Data analysis foundation Quiz #2: I think we can compare mean and median without precisely calculating the mean

The box plot represents a survey of the ages of students in a Master’s program. We need to compare the median age (Quantity A) to the average age (Quantity B).

if the distribution is skewed (e.g., if there are more older students pulling the average higher), the average could be higher than the median.
The data is somewhat spread out, with a slight indication that the distribution might be skewed right, as the right whisker is longer than the left. This suggests that there might be a few older students, which could pull the average above the median.

This makes, Quantity B (average age) is likely greater than Quantity A (median age) and the correct option could be B. Can someone comment on this on where am i wrong? @gregmat @Leaderboard

Look at the definition of a boxplot itself.
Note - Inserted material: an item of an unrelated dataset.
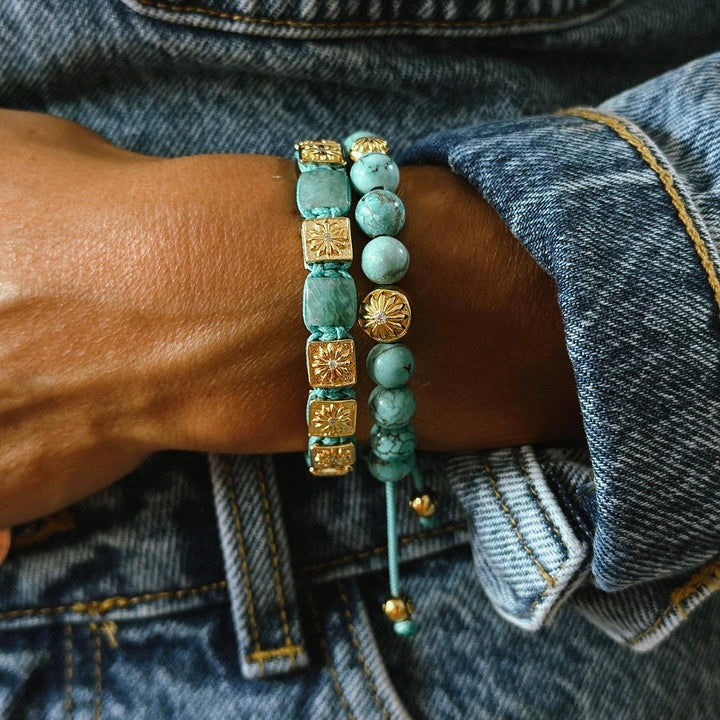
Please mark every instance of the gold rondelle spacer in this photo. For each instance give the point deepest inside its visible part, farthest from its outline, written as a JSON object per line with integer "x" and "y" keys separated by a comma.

What can you assume and what can you not?

but here we can infer that the distribution is skewed and majority of data points lie between 27 and 32 making average to be skewed towards right. i do get the point that we cant know the mean precisely but the dstribution makes tha average to higher from the median. What am i getting wrong here? @Leaderboard

That is not a reasonable assumption - you need to be very careful on what you can assume and what you cannot. In fact, you cannot even attribute this to a specific distribution.

Also, please don’t ping people in general.

the provided info might be incorrect or correct, but, can you please provide evidence or first principle thinking on why one can’t?

For one, the boxplot gives little information on density. So it could well be the fact that despite the boxplot looking like the mean > median, we could for instance concentrate just under a quarter of the values approximately at Q_1. This will reduce the mean.

I guess that’s the beauty of quartiles right, we can’t, right?

The count or density has to be capped to the 50th percentile not more than that.

The only thing that worried me is the repetition of same numbers but still that’s been taken care by the size of whiskers.

I might be wrong, pretty novice in these things.

Correct - but the values in between the quartiles can be freely manipulated.